News From Transplant Week of June 8, 2003 / Vol. 4 No. 23

Liver Transplant Deaths at Thomas Jefferson Raise Questions

At Thomas Jefferson University Hospital in Philadelphia, 8 of 52 liver-transplant patients died in the operating room and a ninth died within hours of surgery between October 2001 and May 2003 -- a death rate of about 17 percent, according to a report in the Philadelphia Inquirer.

Nationally, over the past three years, fewer than 2 percent of liver-transplant patients died during surgery or within the next 24 hours, according to a special analysis performed by the Scientific Registry of Transplant Recipients.

Jefferson officials said two separate multidisciplinary hospital review committees and the Pennsylvania Department of Health closely examined the operating room deaths of liver-transplant patients and did not find any deficiencies in patient care or outcomes.

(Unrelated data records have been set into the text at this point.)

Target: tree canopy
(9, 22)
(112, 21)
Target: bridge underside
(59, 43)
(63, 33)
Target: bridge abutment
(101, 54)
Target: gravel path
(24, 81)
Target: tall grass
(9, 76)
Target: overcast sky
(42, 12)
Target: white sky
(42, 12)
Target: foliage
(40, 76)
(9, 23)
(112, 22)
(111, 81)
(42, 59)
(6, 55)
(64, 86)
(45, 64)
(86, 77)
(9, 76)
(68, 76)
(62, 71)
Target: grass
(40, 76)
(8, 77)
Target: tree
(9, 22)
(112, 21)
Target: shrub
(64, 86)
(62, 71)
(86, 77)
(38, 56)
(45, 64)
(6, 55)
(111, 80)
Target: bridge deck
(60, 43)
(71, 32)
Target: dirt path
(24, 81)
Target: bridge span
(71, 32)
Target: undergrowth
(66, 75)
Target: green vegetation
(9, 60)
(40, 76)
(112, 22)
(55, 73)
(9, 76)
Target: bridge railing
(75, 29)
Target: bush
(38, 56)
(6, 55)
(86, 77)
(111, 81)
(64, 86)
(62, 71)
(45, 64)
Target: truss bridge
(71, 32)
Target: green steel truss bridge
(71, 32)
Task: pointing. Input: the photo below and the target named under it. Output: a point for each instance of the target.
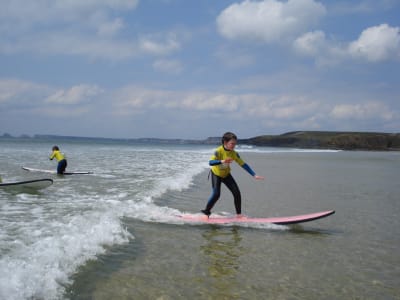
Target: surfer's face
(230, 145)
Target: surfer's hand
(227, 160)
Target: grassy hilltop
(329, 140)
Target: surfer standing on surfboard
(60, 157)
(220, 172)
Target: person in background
(220, 172)
(60, 157)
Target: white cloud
(310, 43)
(110, 28)
(85, 28)
(377, 43)
(168, 66)
(74, 95)
(159, 45)
(363, 111)
(269, 20)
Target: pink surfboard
(197, 218)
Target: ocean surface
(115, 234)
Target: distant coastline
(373, 141)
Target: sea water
(114, 234)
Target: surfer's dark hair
(228, 136)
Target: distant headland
(337, 140)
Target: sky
(193, 69)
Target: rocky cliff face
(330, 140)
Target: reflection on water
(222, 251)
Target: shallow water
(114, 234)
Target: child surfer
(60, 157)
(220, 172)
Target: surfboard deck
(55, 172)
(36, 184)
(197, 218)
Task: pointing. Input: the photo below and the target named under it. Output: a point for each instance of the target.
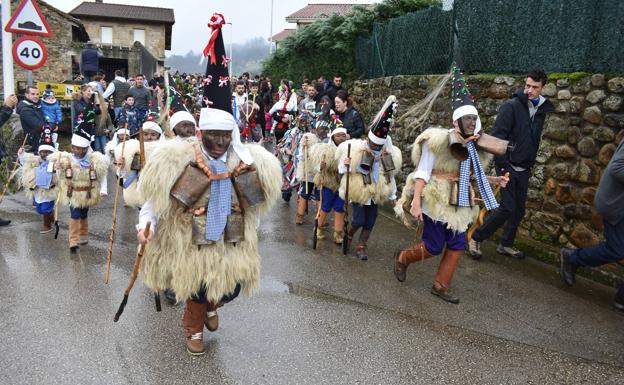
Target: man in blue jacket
(609, 201)
(520, 121)
(31, 117)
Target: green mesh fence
(499, 36)
(415, 43)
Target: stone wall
(577, 142)
(123, 34)
(58, 67)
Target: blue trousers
(609, 251)
(364, 216)
(436, 235)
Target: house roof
(283, 35)
(108, 11)
(126, 12)
(315, 11)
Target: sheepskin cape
(359, 192)
(131, 194)
(171, 260)
(325, 152)
(80, 178)
(27, 179)
(437, 192)
(303, 166)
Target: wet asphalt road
(319, 317)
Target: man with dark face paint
(439, 193)
(203, 242)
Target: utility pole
(271, 31)
(7, 55)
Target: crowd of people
(189, 153)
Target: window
(107, 35)
(139, 35)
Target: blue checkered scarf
(43, 178)
(464, 181)
(220, 205)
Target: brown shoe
(193, 323)
(400, 270)
(212, 320)
(444, 293)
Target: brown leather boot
(74, 234)
(212, 318)
(361, 249)
(84, 232)
(193, 323)
(301, 208)
(47, 224)
(444, 275)
(402, 259)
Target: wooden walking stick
(12, 174)
(482, 214)
(319, 206)
(345, 227)
(111, 239)
(134, 275)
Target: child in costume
(82, 180)
(439, 192)
(373, 164)
(325, 167)
(40, 181)
(52, 113)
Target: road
(318, 318)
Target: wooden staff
(482, 214)
(319, 206)
(134, 275)
(111, 239)
(12, 174)
(305, 165)
(345, 227)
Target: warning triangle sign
(28, 20)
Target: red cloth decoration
(216, 22)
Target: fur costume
(171, 259)
(132, 196)
(326, 152)
(80, 178)
(27, 179)
(358, 191)
(436, 193)
(300, 170)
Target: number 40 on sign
(30, 52)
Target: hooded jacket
(32, 120)
(524, 133)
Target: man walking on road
(609, 203)
(31, 117)
(520, 120)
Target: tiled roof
(128, 12)
(283, 35)
(314, 11)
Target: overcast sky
(249, 18)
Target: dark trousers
(511, 210)
(364, 216)
(609, 251)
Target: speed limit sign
(30, 52)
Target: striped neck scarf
(464, 180)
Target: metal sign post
(8, 87)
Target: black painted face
(184, 129)
(216, 142)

"We turned each case inside out to see if there is some way that some cases could be changed or improved and we did not see any patterns or issues in these cases," said Dr. Jonathan Gottlieb, the hospital's senior vice president for clinical affairs.

The U.S. Health Resources and Services Administration, which oversees the nation's transplant network, said that Thomas Jefferson's liver program has never been identified as a "low performer" by the United Network for Organ Sharing nor has it been the subject of a complaint, investigation or sanction.

While other surgeons were reluctant to talk about Jefferson's record, the Inquirer said most that it talked to said one or two deaths in a program might be chalked up to bad luck. Five or six deaths in a program that does about 35 transplants yearly could also be coincidence, some said, but would be cause for far more concern.

"I don't think there's going to be a surgeon who's going to tell you that's a normal experience," said Cosme Manzarbeitia, director of the liver-transplant program at Albert Einstein Medical Center, where 101 patients received liver transplants during the past two years. None died during surgery, but two died the following day.

At the four liver-transplant programs in the Philadelphia area excluding Thomas Jefferson, only three of more than 300 patients -- less than one percent -- died during or immediately after surgery in 2001 and 2002, according to available data.

At the Hospital of the University of Pennsylvania, which performed 120 liver transplants in 2002, Dr. Abraham Shaked said there had been no deaths during surgery in the last two years. He said at the University of Pennsylvania, three deaths would trigger an internal investigation, and with a fourth the hospital would bring in outside experts.